The survey was considered part of program evaluation activities conducted by PCIP and was deemed exempt by the Institutional Review Board at New York City Department of Health and Mental Hygiene. Clinicians in the control group were offered a $100 honorarium for participating in the survey.
Frequencies and averages were calculated for practice characteristics stratified by whether the practice was in the incentive or control group. All items in the survey were recorded into dichotomous variables and then stratified by incentive and control groups. Significant statistical differences between the incentive and control group were determined using χ2 tests. Data were analyzed using SAS software, version 9.2 (SAS Institute, Cary, North Carolina).
Items were recoded in the following manner: Answer choices of “all of the time with all of my patients,” “all of the time with a portion of my patients,” or “some of the time with a portion of my patients” were considered use of the functionalities and a “never” response was considered nonuse of the functionalities. Clinician responses on questions about their experience or use of the quality reports were recoded as agreement with the statement (“agree/strongly agree”) or disagreement (response of “neutral,” “disagree/strongly disagree”). QI visits and training was recoded as helpful (“helpful/very helpful”) or not helpful (“not at all helpful/slightly helpful”). Responses to items regarding clinician attitude toward future intentions to perform quality improvement activities were grouped into a positive response if they selected “likely” or “very likely” and a negative response if they selected “not likely.” Responses of “don’t know,” “not applicable,” and missing values were excluded.

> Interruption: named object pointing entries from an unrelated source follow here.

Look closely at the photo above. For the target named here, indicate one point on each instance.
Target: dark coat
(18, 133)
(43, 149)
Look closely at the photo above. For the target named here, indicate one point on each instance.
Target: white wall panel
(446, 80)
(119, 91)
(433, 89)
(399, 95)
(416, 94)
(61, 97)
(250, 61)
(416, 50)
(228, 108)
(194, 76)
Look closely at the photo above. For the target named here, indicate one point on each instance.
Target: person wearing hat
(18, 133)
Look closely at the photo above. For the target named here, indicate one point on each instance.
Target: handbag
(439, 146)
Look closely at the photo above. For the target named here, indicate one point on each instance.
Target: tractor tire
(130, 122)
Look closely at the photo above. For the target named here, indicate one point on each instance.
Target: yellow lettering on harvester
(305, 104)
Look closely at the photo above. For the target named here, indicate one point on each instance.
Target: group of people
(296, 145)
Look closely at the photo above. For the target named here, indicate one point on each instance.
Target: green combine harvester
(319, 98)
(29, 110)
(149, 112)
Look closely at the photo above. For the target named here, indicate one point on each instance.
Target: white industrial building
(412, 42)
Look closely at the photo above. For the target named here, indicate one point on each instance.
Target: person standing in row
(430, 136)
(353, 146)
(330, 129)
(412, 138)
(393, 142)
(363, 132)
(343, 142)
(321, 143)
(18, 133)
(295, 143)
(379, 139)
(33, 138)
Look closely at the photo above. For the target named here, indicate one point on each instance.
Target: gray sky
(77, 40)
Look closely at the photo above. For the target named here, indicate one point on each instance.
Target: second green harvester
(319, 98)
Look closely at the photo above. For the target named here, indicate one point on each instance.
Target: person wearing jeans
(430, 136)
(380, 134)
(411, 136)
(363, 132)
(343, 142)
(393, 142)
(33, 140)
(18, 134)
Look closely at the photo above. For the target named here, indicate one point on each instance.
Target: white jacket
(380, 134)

Clinician and Practice Characteristics
Of the eligible 140 clinicians (70 per group), 104 completed the survey (response rate of 74%, 54 incentive and 50 control clinicians, P = .18). The majority of respondents specialized in family or internal medicine (98.1%) and the average respondent had been in practice over 18 years (Table 1). Mean length of time “live” on the EHR was 37 months, with an average of 7000 encounters per year. No statistically significant differences were observed between the incentive group and the control group for either clinician or practice-level characteristics. No statistically significant differences were observed between survey respondents and nonrespondents except for the proportion of the patient who were self-pay (3.9% for respondents and 7.0% for nonrespondents; data not shown).
Clinician Experience With Health eHearts
Overall, clinicians reported positive experiences. Respondents reported receiving and reviewing the quality reports (89%), agreed with the prioritization of ABCS (89%), thought the ABCS were clinically meaningful for their population (87%), and understood the information given in the quality reports (95%) (Figure). Clinicians in the program were using the EHR tools at least some of the time (Figure).